= The Juridification of Resource Conflicts =

The Juridification of Resource Conflicts is a British Academy-funded research project which explores the uses of the jural by a range of actors in Central America and Mexico to advance their views about development and natural resource governance in the context of violent conflict over subsoil resources (specifically minerals) and water. The project spans the fields of political anthropology, socio-legal studies and political ecology.

The Juridification of Resource Conflicts has researched mining projects in El Salvador, Guatemala, Honduras, Nicaragua and Mexico where equitable and sustainable development is hindered by extremely high levels of inequality, violence and impunity. Environmental politics involves not only the resource-rich territories that provide a habitat and/or livelihood for local populations, but also a plurality of incommensurable moralities, forms of knowledge and ontologies vis-à-vis the environment, natural resources, extraction, rights, sovereignty and development.

Disputes over natural resources and their management have increasingly assumed a law-like shape and have been channelled through legal and quasi-legal arenas, such as civil and criminal courts, arbitration tribunals, popular tribunals, consultations emulating legally-binding plebiscites, grassroots forms of lawmaking, and international human rights institutions. As such, this project explores the development of juridification, that is, the legal framing of resource conflicts.

A key element of the project has been the development of The Legal Cultures of the Subsoil Database. This is an open-access digital repository of legal instruments and practices used by a range of stakeholders, such as grassroots community groups, civil society organisations, governments and corporations, to assert their claims over territory and resource governance. In the context of environmental politics challenging the implementation of extractive projects, the database takes a broad-based approach to reflect the universe of available legal and legal-like repertoires, and related political actions. It focuses on the following domains: (i) transnational and multilateral judicial institutions and quasi-judicial norms; (ii) domestic courts, administrative bodies, and legislation; and (iii) para-legal actions and law-like actions that occur outside of formal legal arenas.
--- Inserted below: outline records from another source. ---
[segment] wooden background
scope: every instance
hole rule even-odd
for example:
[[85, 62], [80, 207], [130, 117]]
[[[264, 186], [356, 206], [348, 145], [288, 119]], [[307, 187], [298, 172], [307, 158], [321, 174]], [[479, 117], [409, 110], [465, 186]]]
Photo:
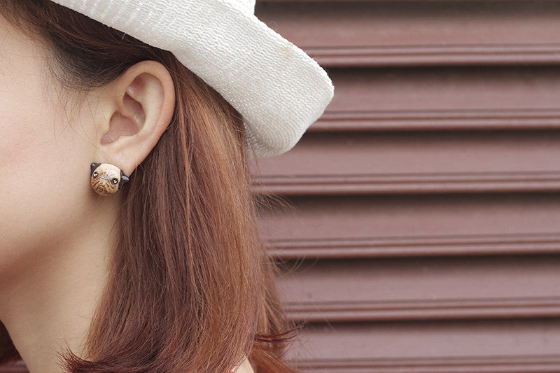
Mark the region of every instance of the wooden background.
[[[560, 372], [560, 2], [261, 1], [335, 95], [258, 188], [309, 373]], [[290, 269], [291, 268], [291, 269]]]
[[[259, 0], [335, 97], [260, 160], [306, 372], [560, 372], [560, 1]], [[6, 373], [22, 369], [0, 370]]]

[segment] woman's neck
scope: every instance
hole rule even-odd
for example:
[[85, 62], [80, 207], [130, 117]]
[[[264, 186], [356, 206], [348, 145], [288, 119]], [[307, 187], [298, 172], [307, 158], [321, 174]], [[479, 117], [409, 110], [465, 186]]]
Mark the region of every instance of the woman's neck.
[[[106, 213], [106, 211], [105, 211]], [[116, 211], [45, 243], [0, 273], [0, 320], [30, 373], [60, 373], [58, 353], [82, 353], [106, 283]], [[13, 270], [12, 270], [13, 269]]]

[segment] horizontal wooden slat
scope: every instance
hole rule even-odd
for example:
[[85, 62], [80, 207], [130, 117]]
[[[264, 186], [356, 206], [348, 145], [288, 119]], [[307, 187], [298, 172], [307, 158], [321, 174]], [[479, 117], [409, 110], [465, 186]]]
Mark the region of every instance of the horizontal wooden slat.
[[559, 69], [333, 69], [335, 97], [309, 131], [558, 129]]
[[535, 373], [560, 371], [560, 321], [456, 321], [310, 325], [291, 357], [326, 373]]
[[255, 12], [328, 66], [560, 62], [554, 1], [259, 1]]
[[281, 276], [291, 318], [560, 317], [560, 257], [320, 260]]
[[293, 197], [263, 208], [283, 258], [559, 253], [559, 194]]
[[255, 190], [559, 191], [559, 143], [560, 131], [307, 134], [290, 152], [254, 164]]

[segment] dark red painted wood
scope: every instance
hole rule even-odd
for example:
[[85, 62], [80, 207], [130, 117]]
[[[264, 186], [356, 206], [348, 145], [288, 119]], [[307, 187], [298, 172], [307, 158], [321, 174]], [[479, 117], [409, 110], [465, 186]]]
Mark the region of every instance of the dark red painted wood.
[[560, 252], [557, 193], [326, 196], [289, 202], [290, 209], [261, 213], [271, 252], [280, 258]]
[[309, 372], [560, 371], [557, 319], [316, 324], [292, 358]]
[[[560, 191], [560, 132], [309, 133], [254, 164], [255, 191], [349, 195]], [[356, 162], [356, 160], [360, 160]]]
[[260, 1], [256, 13], [330, 66], [560, 62], [556, 1]]

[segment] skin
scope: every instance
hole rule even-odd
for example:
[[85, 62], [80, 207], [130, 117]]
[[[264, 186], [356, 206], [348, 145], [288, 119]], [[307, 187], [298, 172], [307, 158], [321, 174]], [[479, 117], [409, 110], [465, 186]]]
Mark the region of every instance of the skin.
[[[0, 320], [31, 373], [62, 372], [66, 343], [80, 356], [106, 283], [122, 201], [92, 190], [90, 164], [134, 177], [175, 100], [157, 62], [84, 97], [50, 76], [50, 57], [0, 17]], [[237, 372], [253, 370], [245, 360]]]

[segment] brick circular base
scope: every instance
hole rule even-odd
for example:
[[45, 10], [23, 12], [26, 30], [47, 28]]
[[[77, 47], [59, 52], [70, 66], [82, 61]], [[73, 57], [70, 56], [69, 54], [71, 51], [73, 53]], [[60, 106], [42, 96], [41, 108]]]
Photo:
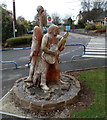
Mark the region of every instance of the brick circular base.
[[[20, 105], [21, 108], [31, 110], [32, 112], [50, 112], [52, 110], [65, 108], [67, 105], [70, 105], [76, 101], [80, 91], [79, 81], [75, 77], [64, 73], [61, 74], [61, 80], [67, 81], [69, 88], [66, 89], [54, 83], [54, 85], [49, 85], [50, 92], [43, 93], [42, 89], [35, 87], [35, 95], [32, 95], [29, 93], [29, 89], [25, 90], [23, 88], [24, 80], [26, 78], [27, 77], [21, 78], [15, 82], [15, 85], [13, 86], [13, 99], [15, 103]], [[49, 98], [48, 94], [50, 95]]]

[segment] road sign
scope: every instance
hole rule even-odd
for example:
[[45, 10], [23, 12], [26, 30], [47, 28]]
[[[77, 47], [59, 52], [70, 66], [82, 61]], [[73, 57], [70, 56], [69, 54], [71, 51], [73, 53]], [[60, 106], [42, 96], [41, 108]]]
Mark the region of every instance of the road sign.
[[48, 17], [48, 21], [51, 21], [51, 17]]

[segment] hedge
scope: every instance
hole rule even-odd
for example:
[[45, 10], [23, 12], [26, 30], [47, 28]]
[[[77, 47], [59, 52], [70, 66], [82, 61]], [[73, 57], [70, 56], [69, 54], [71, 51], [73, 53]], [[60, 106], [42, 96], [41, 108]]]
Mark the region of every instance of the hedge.
[[15, 37], [9, 38], [6, 40], [6, 46], [12, 47], [16, 45], [23, 45], [23, 44], [31, 44], [32, 36], [22, 36], [22, 37]]
[[85, 27], [86, 30], [98, 30], [98, 29], [105, 29], [105, 28], [106, 28], [105, 25], [101, 25], [101, 24], [99, 24], [99, 25], [87, 25]]

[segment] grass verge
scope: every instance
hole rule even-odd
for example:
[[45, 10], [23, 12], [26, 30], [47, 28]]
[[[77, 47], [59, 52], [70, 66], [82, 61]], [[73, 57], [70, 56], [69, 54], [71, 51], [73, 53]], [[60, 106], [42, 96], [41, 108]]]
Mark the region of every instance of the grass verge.
[[104, 118], [105, 115], [105, 84], [107, 81], [105, 73], [107, 68], [86, 71], [77, 74], [79, 80], [83, 80], [85, 85], [94, 93], [92, 105], [87, 109], [76, 112], [72, 118]]

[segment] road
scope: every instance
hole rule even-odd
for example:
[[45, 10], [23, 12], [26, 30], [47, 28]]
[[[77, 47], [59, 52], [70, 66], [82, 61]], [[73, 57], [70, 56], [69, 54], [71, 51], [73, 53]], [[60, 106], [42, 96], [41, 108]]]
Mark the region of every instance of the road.
[[[94, 38], [95, 37], [70, 33], [66, 44], [83, 44], [85, 46], [88, 46], [90, 41]], [[83, 46], [66, 46], [65, 50], [60, 54], [60, 62], [62, 62], [60, 64], [61, 71], [65, 72], [68, 70], [105, 66], [104, 58], [77, 56], [74, 57], [74, 60], [71, 60], [71, 58], [75, 55], [82, 55], [83, 51]], [[4, 96], [11, 89], [17, 79], [28, 76], [29, 68], [25, 67], [25, 65], [29, 61], [29, 54], [30, 50], [14, 50], [2, 52], [3, 61], [15, 61], [19, 67], [18, 69], [15, 69], [15, 66], [12, 63], [2, 65], [2, 70], [0, 70], [2, 71], [2, 96]]]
The database is intended as a practical resource for human rights lawyers, researchers, activists, policy-makers, global organisations, members of the business community, civil society actors, and others interested in resource-related conflicts and human rights violations. It contains information on eight mining projects: El Dorado (El Salvador), Cerro Blanco, Escobal and Marlin (Guatemala), San Martín and ASP & ASP2 (Honduras), La Libertad (Nicaragua) and Corazón de Tinieblas (Mexico). The database is hosted by the Centre for Latin American and Caribbean Studies (CLACS), formerly the Institute of Latin American Studies (ILAS), and is also available through the e-resources catalogues of the British Library and the Senate House Library.

The project is based at the Centre for Latin American and Caribbean Studies (CLACS) at the School of Advanced Study, University of London, and is carried out in partnership with researchers at Centro de Investigaciones y Estudios Superiores en Antropología Social (CIESAS), Mexico City. It is funded by the British Academy's Sustainable Development Programme, supported under the UK Government's Global Challenges Research Fund.